- But why not use WebGL? It's widely available, more efficient, and can render at a much higher quality.
- Hi there! This is not trying to be a three.js replacement, scenes with huge polygon counts naturally should render in canvas.
For me, the interesting case is smaller low-poly or voxel scenes where loading a full 3D stack may be overkill, and where keeping the scene in DOM/CSS gives you easier integration with normal layout, styling, events, etc. Once you have the HTML, you don't even need to load the library to render a static model.
Also, part of the experiment is testing the browser’s limits and getting a clearer sense of where this approach works, where it breaks down, and what the tradeoffs are.
Cheers!
- ha, so you could run this on the server and send down a page with no javascript at all? (with, i assume, a static camera only.) that's fun. i mean, you could also just render the model to an image at that point, but still, this is neat.

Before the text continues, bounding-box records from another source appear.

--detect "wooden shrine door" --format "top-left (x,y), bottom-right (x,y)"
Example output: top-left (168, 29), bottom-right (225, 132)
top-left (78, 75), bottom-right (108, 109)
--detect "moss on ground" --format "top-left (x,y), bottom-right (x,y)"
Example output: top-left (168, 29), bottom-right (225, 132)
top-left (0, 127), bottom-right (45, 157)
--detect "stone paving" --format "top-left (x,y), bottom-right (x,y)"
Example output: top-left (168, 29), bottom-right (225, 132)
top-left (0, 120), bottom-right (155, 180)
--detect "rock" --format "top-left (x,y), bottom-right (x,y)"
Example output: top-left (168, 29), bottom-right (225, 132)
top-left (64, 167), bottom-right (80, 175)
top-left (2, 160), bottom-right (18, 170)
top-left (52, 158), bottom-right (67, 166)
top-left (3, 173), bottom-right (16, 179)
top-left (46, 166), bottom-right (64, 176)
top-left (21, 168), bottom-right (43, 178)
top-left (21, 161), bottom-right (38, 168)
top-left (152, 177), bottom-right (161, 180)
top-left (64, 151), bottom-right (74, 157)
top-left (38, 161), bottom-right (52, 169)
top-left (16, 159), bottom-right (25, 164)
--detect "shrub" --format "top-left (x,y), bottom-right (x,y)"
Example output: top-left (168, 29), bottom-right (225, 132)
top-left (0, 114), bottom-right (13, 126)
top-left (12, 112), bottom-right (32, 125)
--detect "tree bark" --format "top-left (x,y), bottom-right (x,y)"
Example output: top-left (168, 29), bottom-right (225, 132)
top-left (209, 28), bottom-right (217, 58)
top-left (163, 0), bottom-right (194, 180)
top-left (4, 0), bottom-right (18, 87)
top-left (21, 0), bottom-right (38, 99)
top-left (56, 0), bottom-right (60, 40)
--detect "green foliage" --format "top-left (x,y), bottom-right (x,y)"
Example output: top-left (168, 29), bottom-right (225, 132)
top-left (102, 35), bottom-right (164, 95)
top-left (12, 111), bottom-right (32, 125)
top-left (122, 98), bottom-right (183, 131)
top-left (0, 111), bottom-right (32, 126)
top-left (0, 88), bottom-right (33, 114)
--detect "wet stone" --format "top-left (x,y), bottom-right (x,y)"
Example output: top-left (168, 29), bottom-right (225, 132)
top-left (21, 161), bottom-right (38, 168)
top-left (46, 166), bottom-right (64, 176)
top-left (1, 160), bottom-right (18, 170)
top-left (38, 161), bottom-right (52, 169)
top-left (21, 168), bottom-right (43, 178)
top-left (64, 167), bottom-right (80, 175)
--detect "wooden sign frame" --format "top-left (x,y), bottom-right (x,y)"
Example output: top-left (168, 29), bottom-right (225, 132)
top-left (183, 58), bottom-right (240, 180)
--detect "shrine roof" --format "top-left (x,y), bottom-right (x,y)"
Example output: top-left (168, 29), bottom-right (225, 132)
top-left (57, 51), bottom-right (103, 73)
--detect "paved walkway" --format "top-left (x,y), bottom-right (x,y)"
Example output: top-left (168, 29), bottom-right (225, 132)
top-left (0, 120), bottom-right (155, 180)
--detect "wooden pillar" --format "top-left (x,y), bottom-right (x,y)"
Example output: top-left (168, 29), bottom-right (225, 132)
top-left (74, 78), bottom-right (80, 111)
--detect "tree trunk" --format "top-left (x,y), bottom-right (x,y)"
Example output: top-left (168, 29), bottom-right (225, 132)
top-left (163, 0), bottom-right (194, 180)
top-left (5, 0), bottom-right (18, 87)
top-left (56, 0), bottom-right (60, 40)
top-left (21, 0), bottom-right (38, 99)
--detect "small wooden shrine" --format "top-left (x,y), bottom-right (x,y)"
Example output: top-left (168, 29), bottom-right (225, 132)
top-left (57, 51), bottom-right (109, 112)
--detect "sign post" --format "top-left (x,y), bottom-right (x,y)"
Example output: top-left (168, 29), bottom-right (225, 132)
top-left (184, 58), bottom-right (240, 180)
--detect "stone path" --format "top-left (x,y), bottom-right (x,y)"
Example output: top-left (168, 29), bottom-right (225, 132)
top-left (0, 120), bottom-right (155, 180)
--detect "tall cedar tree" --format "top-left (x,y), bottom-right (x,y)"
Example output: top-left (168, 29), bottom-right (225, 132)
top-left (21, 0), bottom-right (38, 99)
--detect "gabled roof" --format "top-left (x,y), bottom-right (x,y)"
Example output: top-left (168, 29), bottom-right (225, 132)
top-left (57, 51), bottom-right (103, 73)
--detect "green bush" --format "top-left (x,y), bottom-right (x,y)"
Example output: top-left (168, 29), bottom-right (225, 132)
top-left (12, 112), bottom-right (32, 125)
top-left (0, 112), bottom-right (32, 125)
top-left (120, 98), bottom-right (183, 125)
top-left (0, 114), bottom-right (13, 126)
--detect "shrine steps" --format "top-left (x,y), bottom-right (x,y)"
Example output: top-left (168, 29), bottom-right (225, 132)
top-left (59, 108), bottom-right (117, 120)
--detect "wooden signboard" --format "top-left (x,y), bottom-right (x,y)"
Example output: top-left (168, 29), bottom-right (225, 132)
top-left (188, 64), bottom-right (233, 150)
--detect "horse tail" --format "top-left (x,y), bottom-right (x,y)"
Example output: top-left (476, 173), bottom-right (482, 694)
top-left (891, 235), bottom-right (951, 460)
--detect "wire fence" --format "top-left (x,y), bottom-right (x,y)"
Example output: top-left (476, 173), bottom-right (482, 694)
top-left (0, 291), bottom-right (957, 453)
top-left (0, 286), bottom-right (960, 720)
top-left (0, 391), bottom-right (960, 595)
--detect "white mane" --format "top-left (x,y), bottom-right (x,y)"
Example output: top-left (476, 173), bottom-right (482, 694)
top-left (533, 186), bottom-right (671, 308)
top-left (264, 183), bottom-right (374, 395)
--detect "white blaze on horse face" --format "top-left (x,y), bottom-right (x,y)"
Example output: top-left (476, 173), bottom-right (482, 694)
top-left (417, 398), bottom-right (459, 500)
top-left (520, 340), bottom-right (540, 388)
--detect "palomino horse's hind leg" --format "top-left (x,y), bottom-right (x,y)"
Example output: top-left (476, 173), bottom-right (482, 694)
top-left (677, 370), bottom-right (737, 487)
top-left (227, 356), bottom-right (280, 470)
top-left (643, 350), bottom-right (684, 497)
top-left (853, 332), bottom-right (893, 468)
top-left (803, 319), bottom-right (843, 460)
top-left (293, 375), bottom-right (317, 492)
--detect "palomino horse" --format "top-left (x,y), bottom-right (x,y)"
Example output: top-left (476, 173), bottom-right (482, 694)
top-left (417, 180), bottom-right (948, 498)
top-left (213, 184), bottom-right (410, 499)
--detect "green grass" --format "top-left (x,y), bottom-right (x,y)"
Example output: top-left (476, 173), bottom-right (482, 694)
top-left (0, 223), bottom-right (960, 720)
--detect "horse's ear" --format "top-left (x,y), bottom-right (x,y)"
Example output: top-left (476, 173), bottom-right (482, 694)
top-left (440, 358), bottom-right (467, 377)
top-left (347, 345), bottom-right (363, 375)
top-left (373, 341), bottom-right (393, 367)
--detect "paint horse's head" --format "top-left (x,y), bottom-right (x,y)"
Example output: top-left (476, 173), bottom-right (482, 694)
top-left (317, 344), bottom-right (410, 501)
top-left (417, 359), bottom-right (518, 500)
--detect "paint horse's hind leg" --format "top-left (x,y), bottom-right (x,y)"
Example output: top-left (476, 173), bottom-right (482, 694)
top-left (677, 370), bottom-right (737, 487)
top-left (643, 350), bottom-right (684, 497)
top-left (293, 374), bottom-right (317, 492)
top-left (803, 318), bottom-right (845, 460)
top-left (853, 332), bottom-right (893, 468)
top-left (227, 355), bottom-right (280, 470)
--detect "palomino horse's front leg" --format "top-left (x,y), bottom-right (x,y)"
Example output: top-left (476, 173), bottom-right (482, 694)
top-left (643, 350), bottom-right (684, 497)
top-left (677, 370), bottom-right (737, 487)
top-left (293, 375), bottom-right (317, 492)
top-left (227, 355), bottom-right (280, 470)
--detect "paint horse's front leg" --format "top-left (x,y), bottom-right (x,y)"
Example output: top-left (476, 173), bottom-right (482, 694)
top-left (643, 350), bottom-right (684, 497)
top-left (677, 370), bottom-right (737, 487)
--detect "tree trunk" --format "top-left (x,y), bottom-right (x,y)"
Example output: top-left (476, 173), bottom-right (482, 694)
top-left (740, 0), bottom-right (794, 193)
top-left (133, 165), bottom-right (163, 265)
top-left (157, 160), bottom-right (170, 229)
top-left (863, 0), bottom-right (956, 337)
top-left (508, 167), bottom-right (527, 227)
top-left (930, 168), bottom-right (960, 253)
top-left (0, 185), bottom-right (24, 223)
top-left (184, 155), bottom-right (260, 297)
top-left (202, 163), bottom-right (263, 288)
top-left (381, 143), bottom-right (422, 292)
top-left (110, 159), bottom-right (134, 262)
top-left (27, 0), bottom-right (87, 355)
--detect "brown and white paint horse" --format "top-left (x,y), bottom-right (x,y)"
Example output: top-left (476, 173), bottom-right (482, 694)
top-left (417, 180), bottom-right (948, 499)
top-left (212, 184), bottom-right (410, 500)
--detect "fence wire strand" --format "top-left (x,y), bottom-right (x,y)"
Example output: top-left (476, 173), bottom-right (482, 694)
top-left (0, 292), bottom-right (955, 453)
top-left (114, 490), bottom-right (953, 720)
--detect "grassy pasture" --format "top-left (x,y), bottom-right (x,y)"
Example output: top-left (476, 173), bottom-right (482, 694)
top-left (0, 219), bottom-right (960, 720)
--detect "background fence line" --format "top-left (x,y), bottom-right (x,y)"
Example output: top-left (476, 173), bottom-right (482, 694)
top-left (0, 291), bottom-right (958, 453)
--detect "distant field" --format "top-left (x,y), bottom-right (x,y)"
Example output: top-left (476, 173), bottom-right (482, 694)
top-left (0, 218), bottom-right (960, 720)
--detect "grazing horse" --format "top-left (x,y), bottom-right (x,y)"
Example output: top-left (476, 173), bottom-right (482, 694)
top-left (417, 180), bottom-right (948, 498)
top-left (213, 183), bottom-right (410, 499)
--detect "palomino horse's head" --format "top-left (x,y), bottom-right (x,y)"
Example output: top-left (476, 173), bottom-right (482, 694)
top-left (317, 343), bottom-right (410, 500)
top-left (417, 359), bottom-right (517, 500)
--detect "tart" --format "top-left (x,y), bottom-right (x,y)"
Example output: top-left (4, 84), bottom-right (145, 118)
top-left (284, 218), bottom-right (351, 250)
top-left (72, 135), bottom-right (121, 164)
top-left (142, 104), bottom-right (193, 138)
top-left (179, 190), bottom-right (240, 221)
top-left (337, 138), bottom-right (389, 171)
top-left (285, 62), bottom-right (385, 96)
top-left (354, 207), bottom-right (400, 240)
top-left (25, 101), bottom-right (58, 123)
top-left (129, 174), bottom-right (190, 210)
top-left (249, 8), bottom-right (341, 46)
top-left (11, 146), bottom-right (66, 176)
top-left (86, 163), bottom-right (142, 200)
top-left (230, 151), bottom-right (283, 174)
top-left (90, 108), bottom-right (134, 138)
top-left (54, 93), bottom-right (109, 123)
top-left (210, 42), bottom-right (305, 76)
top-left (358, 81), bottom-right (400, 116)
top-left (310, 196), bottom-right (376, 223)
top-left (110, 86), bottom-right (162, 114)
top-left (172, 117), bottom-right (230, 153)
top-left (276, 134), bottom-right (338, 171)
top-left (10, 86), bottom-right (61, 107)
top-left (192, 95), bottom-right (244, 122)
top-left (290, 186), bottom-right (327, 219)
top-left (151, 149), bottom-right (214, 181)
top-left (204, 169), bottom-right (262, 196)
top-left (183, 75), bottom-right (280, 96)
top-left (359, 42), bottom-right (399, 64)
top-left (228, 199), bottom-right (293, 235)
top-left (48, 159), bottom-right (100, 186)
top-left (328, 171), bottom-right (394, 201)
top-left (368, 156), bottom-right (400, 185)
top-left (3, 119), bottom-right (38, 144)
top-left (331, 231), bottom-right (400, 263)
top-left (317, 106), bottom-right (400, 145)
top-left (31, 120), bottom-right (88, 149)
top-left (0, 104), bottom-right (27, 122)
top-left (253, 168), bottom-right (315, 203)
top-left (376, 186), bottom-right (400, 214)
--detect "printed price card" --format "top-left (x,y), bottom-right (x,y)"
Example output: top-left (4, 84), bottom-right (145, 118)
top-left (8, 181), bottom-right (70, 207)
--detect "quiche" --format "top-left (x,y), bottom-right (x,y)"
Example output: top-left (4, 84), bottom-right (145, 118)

- Same thought. Even that simple Apple on the front pages runs < 60fps on my M1 Mac. Rendering 3D objects with CSS is like rendering Doom in Excel Cells. Yes, you can do it. No you should not do it except as a joke/curiosity.
- Always thought it would be cool to make an RTS or simple city builder game in the browser.
Would you recommend this for hacking around or not?
- It’s a wide range from an RTS to a city builder. Perhaps try it for a couple of hours and see whether you like it or not.
- I think the answer is no, as this is a creative repurposing of css3d as a basis for a general 3d engine. That lets you put web content everywhere, even on the triangles of your teapot. Cool, but extravagant
Whereas THREE.js or webgl is purpose-built for realtime animated 3d scenes.